山名研究室において、UBQ(ubiquitous)とは、あらゆるところに遍在する大量のデータのことを指します。
現在、ハードウェアの価格の低下・高性能化によって、大量のデータを含んだ、大規模なデータベースの構築が容易となりました。

しかし、データベースが大規模になるにつれて、その中から有用な情報を探し出したり、データの全体像を把握するための作業に対して、膨大なコストが必要となってしまいます。
このような背景をもとに、UBQ班では、大規模データからの価値のある情報の抽出を目的として、特にIR(Information Retrieval: 情報検索)分野とData Mining分野に関係する研究を行っています。

IR分野は、WWW上に存在するデータを対象として、情報の収集・検索から、ユーザへの提示までの技術を研究する分野です。
現在、UBQ班では、「e-Societyプロジェクト(http://cif.iis.u-tokyo.ac.jp/e-society/)」の一環として、WWW上から100億のWebページを収集することを目指しています。
それに関連して、並列化クローラ、Webページの再収集頻度の自動決定などの研究を行っています。
また、検索システムによって抽出された情報を有効に活用するための研究も行っています。現在、検索エンジンを利用した英作文支援システムの開発を行っています。

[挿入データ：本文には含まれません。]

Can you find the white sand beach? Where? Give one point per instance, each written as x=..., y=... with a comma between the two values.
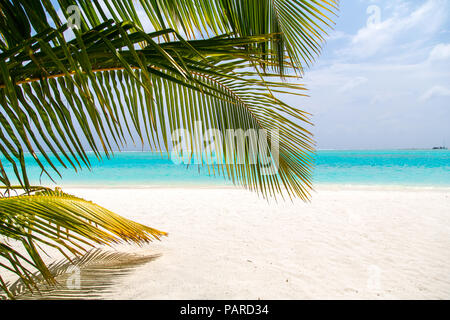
x=348, y=243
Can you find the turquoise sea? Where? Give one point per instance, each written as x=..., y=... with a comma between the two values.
x=380, y=167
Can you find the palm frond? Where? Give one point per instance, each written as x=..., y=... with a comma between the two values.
x=54, y=219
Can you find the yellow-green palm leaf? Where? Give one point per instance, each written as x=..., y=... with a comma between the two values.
x=62, y=221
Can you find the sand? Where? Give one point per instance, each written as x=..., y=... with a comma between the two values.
x=348, y=243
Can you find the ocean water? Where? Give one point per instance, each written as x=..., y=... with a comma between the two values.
x=139, y=169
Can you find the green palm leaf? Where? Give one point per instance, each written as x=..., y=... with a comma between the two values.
x=61, y=221
x=65, y=91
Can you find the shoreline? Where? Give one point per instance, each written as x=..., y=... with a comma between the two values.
x=228, y=243
x=316, y=187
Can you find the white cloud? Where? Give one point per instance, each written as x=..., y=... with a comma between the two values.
x=400, y=28
x=440, y=52
x=352, y=84
x=436, y=91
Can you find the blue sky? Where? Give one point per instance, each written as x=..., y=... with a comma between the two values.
x=383, y=80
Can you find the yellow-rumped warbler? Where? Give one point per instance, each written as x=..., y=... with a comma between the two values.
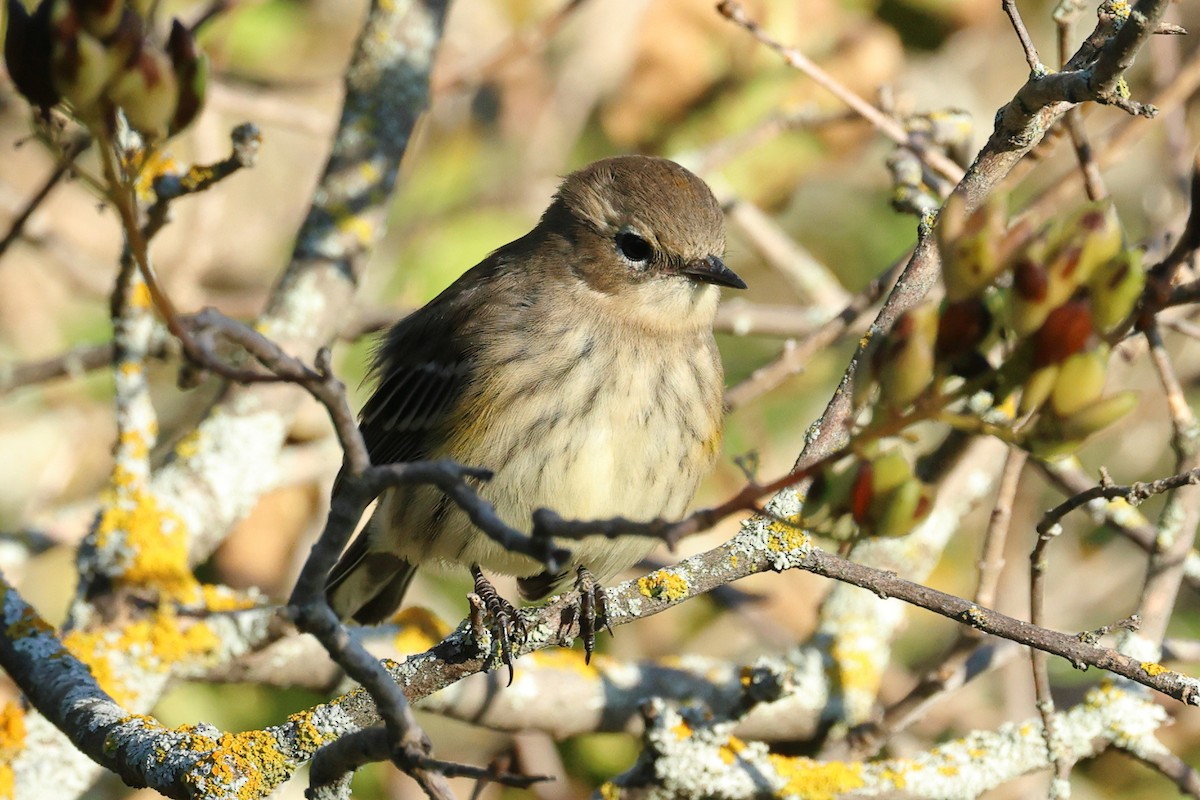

左の図は、検索エンジンを利用した英作文支援システムのスクリーンショットです。
英作文支援システムは、WWW上で実際に使われている英語表現を利用者に提示することで、利用者に対して最適な英語表現を提供します。

Data Mining分野は、大量に存在するデータから、人が見ただけでは把握できない、「有用な情報」を抽出する研究を行う分野です。
UBQ班では、主に、トランザクションデータ中に頻繁に出現するパターンを効果的に発見する、頻出パターン抽出という技術の研究を行っています。 現在、頻出パターン抽出の並列化や、限定されたパターン抽出によるユーザ応答時間の短縮、従来技術よりも価値の高い情報を抽出する技術、などの研究を行っています。
また、IR分野でも挙げた「e-Societyプロジェクト」と関係して、収集されたWebデータから、有用な情報を抽出することを目指した研究も行っています。
現在は、Webページをトピックごとにクラスタリングする、Webコミュニティ抽出と呼ばれる技術の研究を行っています。
非常に大規模なデータを研究対象とするため、クラスター・Gridなどの知識も必要となっています。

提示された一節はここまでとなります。